The short version is that Garage Project are raising money to plant native trees in Canterbury — an area that has lost a lot of native flora over the centuries. Each six-pack of Treehugger sold will result in $1 going to Trees For Canterbury.
“I’ve been wanting to do this for such a long time,” Gillespie says. “I grew up in Christchurch and I’ve long been aware there’s so little of the original native bush left in Canterbury.
“And I also wanted to make do a beer where there was a specific dollar amount donated from each six-pack.
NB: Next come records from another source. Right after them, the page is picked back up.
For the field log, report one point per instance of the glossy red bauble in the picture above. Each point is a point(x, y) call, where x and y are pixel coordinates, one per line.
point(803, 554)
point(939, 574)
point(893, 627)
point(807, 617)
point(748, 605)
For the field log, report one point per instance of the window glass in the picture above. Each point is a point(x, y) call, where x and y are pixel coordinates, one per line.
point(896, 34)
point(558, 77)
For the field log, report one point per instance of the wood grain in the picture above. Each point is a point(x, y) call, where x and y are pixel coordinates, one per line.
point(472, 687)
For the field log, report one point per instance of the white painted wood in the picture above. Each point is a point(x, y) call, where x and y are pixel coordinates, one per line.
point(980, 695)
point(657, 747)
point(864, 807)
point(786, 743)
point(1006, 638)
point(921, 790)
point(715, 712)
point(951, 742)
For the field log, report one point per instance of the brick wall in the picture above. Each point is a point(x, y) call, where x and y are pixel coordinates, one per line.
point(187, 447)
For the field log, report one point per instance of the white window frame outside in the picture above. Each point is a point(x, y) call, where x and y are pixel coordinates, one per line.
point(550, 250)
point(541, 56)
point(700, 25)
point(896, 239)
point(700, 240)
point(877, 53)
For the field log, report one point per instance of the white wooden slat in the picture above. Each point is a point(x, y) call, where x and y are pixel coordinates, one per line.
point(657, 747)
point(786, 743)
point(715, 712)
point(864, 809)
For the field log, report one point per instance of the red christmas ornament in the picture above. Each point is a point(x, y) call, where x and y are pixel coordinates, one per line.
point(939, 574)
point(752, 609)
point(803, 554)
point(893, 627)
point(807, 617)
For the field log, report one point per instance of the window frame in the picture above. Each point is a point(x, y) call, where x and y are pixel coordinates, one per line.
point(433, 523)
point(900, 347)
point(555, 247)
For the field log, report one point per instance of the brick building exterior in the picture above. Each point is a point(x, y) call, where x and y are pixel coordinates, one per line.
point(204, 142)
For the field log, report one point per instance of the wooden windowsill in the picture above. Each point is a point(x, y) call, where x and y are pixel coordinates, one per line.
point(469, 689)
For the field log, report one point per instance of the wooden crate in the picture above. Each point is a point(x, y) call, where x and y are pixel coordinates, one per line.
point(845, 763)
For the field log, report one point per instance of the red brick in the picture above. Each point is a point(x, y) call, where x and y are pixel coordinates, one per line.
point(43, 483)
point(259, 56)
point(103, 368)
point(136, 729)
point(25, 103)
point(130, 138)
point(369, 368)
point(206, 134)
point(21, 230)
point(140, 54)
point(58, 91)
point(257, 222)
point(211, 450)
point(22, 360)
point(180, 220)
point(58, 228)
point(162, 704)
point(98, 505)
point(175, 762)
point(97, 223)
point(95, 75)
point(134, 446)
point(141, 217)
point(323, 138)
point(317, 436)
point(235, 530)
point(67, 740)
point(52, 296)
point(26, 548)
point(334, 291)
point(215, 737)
You see a lot of businesses talking about donating percentages of profits but I wanted to be really explicit about what we were doing so people could understand what they were getting for their money.”
The idea of beers for trees was helped by the fact that one of Gillespie’s friends, Richard Earl, works for Trees For Canterbury, which cultivates native trees for community plantings and is halfway to a goal of planting 2 million trees in the province.
But what grew out of that simple aim was a much larger project about what was possible around walking the sustainability talk.
“This project also became an interesting internal exercise of looking at every process — from our suppliers of malt and hops and packaging to our own processes — and looking at anything we could do to improve those processes. It seemed hollow to make beer about sustainability and not do anything to improve our own practices.”
Gillespie said the things that worked will be incorporated into the broader production process and the things that didn’t work … “well at least can say we gave it a lash”.
The first thing they looked at was transporting grain — from Gladfield in Canterbury to b Studio in Hawkes Bay — by train rather than road, which brought an environmental tick and a cost saving.
They used recycled cardboard for the packaging, ink remnants for the printing and opted for a lighter sleeve than a box.
Gillespie admits it might not be what everyone expects from a Garage Project “look” but that there’s “enough whimsy there” to sit comfortably within the brewery’s eclectic range.
In terms of production, they did a high-gravity boil to save energy and introduced spunding valves to the fermenters to allow natural carbonation to be locked in the tank rather than blown off, therefore avoiding extra CO2 usage for forced carbonation.
Gillespie thinks the spunding valves improved the beer quality, saying he thought they got better head retention from the natural carbonation.
The late hop additions of Riwaka and Nelson Sauvin were also “restrained” by Garage Project standards and Gillespie thought the beer was better from using a lower hopping rate.
“I’ve not been known for restraint in the past but I think when you restrain yourself, you actually get more out of them. There’s lots of tropical fruit but not that New Zealand-hop diesel tang. It was a cool exercise in restraint.”
The beer, a 4 per cent NZ-style Pilsner, retails for $22.99 per 6-pack.